Junpradub is among three students who are employed as campus bus drivers by UCLA Transportation.
“Most people don’t know I’m a student,” Junpradub said. “They just think I’m a regular bus driver.”
He started working about six to seven months ago, after he and a friend started wondering if the job was open to students. Before that, he didn’t know the bus existed, let alone that it was free.
Transportation does not receive many student applications, said Sherry Lewis, director of UCLA Fleet and Transit. She attributed it to students’ lack of familiarity with public transportation.
They often do not know it is an option as a student job, even though hiring students as bus drivers is a common practice on college campuses nationwide, she said.
In the past two years, however, Transportation has been able to attract more students, she said. The job’s schedule flexibility is a draw, she added.
Navigating the bus between parked cars on North Campus, Junpradub said his driving has improved since he became a bus driver.
Diana Ulloa-Montes, a third-year Spanish and community and culture student, trained as a driver with Junpradub over the summer.
She drives for UCLA Transportation Tuesday through Friday.
After her first time driving the bus, she said her arms hurt, as if she had been riding a roller coaster. But now, Ulloa-Montes said her friends notice that she drives like she is in a bus ““ even when she is driving a regular car.
“I take wider turns than normal, like I’m in a bus,” she said. “I let cars pass by me in a lane, even though I fit fine.”
To become a bus driver, student drivers, like Junpradub and Ulloa-Montes, have to train for about two months.
They are required to have had a driver’s license for two years, receive a commercial driver’s license and pass a training program run by an outside agency UCLA Transportation contracts, Lewis said. Drivers also cannot have any driving infractions, she said.
While Junpradub has gotten accustomed to the size of the bus, he said there are other pressures that come along with driving.
“(Car) doors are your worst enemy,” Junpradub said. “As a bus driver, you get more aware of the little things.”
Traffic is by the far the worst part of driving, he said.
“You have 40 people wanting to go home, and you are stuck in traffic,” he said. “They are upset, and you want to calm them down, but it is out of your control.”
When Junpradub can delay the schedule for a few seconds, though, he will wait for a student running to catch the bus.
At a stop at Weyburn Terrace, Junpradub re-opened the doors for a student who nearly missed the Campus Express.
“Thank you so much,” she said, breathlessly.
“Not a problem,” Junpradub said, and pulled out of the stop.
The types of people he meets while driving, including students, faculty and visitors to the campus, make the seemingly repetitive routes more exciting, he said.
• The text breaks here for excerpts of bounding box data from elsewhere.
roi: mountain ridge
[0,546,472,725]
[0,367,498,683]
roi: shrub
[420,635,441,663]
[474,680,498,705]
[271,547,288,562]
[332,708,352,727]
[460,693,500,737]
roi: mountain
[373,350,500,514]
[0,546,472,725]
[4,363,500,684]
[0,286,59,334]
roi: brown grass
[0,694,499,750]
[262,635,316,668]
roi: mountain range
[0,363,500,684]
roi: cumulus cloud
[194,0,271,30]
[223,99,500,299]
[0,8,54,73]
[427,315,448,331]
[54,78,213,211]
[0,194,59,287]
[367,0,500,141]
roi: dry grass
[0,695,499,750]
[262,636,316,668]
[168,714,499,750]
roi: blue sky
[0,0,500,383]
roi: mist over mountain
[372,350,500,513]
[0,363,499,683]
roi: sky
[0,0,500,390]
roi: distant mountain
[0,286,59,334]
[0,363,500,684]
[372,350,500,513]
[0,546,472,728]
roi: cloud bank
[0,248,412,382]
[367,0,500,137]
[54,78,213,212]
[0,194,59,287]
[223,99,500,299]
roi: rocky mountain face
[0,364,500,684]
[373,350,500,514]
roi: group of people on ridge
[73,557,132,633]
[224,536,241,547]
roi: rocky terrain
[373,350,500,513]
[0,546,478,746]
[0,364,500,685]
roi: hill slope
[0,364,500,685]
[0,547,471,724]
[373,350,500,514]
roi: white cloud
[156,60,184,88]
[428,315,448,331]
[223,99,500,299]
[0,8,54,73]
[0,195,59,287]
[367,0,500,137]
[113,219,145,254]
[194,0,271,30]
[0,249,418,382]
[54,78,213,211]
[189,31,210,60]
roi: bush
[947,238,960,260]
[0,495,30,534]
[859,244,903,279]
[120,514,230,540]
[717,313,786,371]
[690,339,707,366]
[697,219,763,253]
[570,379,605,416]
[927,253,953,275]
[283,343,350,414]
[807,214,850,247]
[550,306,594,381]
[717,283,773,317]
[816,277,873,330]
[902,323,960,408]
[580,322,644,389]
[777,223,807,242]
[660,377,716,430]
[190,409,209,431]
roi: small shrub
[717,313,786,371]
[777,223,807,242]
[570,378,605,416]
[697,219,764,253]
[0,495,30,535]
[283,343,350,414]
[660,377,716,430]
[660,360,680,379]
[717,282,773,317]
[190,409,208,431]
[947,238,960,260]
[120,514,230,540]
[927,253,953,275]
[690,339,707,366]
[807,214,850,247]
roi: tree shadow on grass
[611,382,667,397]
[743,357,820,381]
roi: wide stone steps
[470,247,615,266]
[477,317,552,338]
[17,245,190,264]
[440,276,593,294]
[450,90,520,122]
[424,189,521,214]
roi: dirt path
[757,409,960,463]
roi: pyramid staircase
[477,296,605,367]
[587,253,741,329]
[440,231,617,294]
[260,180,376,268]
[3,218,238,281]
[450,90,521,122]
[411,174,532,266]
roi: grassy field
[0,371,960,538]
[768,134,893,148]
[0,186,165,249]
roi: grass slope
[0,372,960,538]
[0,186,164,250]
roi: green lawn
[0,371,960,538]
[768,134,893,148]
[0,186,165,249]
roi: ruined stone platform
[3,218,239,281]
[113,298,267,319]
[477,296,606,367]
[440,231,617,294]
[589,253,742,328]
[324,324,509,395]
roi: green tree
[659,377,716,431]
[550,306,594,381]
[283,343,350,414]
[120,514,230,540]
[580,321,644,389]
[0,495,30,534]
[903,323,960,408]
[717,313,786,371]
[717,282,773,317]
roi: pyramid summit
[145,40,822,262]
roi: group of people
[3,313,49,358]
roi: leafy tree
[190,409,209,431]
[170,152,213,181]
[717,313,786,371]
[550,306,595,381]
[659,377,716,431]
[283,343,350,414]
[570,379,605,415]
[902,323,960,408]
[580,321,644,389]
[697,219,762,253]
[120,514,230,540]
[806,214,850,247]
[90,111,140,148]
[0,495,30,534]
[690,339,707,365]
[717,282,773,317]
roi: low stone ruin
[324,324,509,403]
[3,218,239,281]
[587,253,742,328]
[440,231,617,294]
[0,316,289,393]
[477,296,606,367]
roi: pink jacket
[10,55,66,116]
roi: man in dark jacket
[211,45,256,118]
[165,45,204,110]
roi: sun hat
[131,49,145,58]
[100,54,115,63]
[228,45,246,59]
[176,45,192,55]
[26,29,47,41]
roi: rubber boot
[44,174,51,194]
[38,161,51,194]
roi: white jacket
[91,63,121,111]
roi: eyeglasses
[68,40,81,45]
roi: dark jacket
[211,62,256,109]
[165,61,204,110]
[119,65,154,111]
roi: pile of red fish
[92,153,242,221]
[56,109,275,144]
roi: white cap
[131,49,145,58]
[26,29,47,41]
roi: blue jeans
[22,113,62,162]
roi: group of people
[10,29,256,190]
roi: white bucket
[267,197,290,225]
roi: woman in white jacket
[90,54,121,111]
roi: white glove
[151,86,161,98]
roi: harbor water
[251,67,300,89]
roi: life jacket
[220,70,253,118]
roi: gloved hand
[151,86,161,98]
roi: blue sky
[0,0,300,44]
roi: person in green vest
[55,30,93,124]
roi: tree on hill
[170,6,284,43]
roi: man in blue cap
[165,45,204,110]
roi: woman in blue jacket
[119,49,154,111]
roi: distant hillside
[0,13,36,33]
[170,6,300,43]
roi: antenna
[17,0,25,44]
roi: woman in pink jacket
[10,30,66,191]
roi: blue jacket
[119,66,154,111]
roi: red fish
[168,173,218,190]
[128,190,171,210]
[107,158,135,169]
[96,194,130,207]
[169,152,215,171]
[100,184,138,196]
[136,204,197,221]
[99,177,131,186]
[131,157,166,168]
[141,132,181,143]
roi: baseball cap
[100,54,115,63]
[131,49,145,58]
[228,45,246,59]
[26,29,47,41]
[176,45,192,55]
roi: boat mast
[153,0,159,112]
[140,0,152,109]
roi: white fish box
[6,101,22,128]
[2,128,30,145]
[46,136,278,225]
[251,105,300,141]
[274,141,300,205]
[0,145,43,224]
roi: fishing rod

“The best part is being able to talk to them, to see where they are going, and getting them to where they need to go,” he said.
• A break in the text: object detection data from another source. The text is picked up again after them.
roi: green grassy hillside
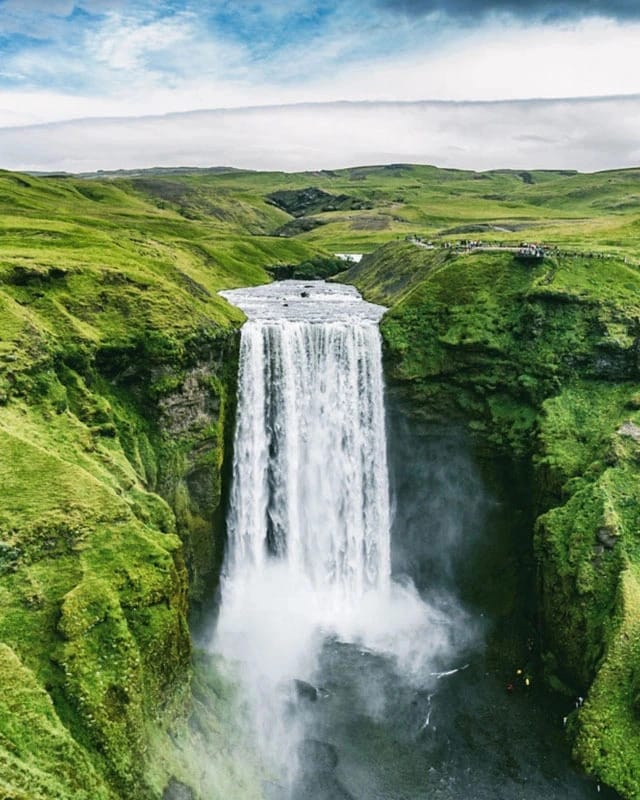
[344,236,640,798]
[0,165,640,800]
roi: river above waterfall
[213,281,610,800]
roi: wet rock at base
[162,778,196,800]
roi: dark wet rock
[162,778,196,800]
[596,526,618,550]
[293,678,320,703]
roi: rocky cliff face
[346,244,640,797]
[0,318,262,800]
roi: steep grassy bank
[345,243,640,798]
[0,175,307,800]
[0,165,640,800]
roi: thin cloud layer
[380,0,640,21]
[0,97,640,172]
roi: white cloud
[0,12,640,126]
[86,13,196,70]
[0,97,640,171]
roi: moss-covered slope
[345,243,640,798]
[0,175,288,800]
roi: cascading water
[222,284,390,610]
[215,281,458,786]
[213,281,603,800]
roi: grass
[0,165,640,800]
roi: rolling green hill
[0,165,640,800]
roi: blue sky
[0,0,640,170]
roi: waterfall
[214,281,448,796]
[228,319,389,600]
[220,281,390,603]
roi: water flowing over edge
[214,281,468,786]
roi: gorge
[0,165,640,800]
[213,281,613,800]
He said he likes to think he is a student doing a service for other students. And in the process, he gets to talk and know them.
Shalini Krishnasamy, a first-year medical student, rode the bus Thursday to make it to an anatomy lab on time. While she hadn’t ridden the bus in a while, she remembered Junpradub from past rides.
She said she appreciated his friendliness.
The Wilshire route, which shuttles people from south of Wilshire Boulevard to campus, is Junpradub’s preferred route because it is mostly made up of students.
“Sometimes you get a lot of students who talk, and then it becomes a party on the bus,” Junpradub said.
Yet it was relatively silent Thursday morning, as he traveled up Charles E. Young Drive toward campus. He seemed content driving in silence ““ but still had no problem breaking the peace to say goodbye to departing passengers.